Speaking ahead of a fourth round of negotiations on Monday in Vienna, Prime Minister Agim Ceku said he had asked UN governor Joachim Ruecker, Ban's special representative in Kosovo, to convey the message to New York.

''He (Ban) should know that the citizens of Kosovo, and Kosovo's leaders, cannot wait much longer after December 10,'' Ceku told a joint news conference with Ruecker. ''He should expect us to declare independence after this date.'' Leaders of Serbia and Kosovo's 90-per cent ethnic Albanian majority will hold direct talks in the Austrian capital on Monday, with barely a month to go before international mediators report back to the United Nations.

Talks began in August, but there is no deal in sight.

Kosovo has said it will declare independence with or without a deal, and seek recognition from the West.
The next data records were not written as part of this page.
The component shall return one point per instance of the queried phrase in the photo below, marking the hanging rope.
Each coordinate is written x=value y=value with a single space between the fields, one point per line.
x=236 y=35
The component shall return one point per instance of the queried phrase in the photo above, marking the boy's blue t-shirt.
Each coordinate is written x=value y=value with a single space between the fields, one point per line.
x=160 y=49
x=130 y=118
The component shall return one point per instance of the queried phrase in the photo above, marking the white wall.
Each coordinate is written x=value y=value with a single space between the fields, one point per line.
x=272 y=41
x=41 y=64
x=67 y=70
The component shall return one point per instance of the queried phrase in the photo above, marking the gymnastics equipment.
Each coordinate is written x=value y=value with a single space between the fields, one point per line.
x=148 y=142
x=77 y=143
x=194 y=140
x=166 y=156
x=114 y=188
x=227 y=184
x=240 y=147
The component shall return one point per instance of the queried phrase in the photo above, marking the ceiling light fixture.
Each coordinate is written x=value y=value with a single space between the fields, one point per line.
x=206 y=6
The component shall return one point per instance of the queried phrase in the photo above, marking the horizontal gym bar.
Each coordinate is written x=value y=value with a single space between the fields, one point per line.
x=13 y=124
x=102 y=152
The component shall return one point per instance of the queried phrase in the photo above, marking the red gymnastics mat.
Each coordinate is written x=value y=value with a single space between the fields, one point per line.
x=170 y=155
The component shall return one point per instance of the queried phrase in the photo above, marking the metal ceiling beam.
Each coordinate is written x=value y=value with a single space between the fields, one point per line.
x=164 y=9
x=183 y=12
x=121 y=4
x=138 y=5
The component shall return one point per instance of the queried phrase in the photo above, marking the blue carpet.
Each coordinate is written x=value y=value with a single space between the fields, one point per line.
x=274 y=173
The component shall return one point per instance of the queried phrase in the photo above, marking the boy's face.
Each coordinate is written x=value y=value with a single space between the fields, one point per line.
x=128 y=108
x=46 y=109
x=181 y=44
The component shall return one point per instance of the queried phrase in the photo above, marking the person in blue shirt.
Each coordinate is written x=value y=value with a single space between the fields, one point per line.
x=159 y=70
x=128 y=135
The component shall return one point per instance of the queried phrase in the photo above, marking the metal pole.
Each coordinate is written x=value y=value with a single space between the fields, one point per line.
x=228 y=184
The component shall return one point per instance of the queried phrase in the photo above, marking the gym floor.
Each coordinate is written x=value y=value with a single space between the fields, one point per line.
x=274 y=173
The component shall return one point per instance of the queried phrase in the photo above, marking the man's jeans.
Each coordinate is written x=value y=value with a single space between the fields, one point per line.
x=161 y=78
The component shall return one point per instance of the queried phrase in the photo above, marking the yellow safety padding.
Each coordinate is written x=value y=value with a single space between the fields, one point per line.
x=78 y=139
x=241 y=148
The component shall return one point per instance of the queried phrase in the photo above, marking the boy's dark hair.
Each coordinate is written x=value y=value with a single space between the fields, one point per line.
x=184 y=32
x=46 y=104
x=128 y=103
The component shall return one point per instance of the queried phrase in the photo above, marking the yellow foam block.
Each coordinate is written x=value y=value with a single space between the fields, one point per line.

But it has shied away from setting a date until it gets the green light from the United States and its major allies in the European Union.

A November 17 Parliamentary election in Kosovo has hardened rhetoric, but Ceku is not running and could be out of office by the time a decision on independence is taken.

Ruecker said he took note ''there should be no further delays.'' The German diplomat is Kosovo's sixth UN administrator since 1999, when NATO bombs drove out Serb forces to halt the killing and ethnic cleansing of Albanians in a two-year war with separatist guerrillas.

A declaration of independence without a new UN resolution would leave Kosovo under UN Security Council Resolution 1244, which affirms the sovereignty of the then Yugoslavia, to which Serbia is the successor state.

But diplomats say Western capitals are working on a way around the document, to allow the EU to deploy a 1,800-strong police mission and for individual countries -- led by the United States, Britain and France -- to recognise the new state.

The latest bid for compromise began in August under the mediation of envoys from the United States, Russia and the European Union, after Moscow blocked UN adoption of a plan to grant Kosovo independence under EU supervision.

NATO allies with 16,000 troops in the relatively poor province fear Albanian frustration could turn to unrest, possibly spreading to Macedonia where there are growing signs of tension between the authorities and the large Albanian minority.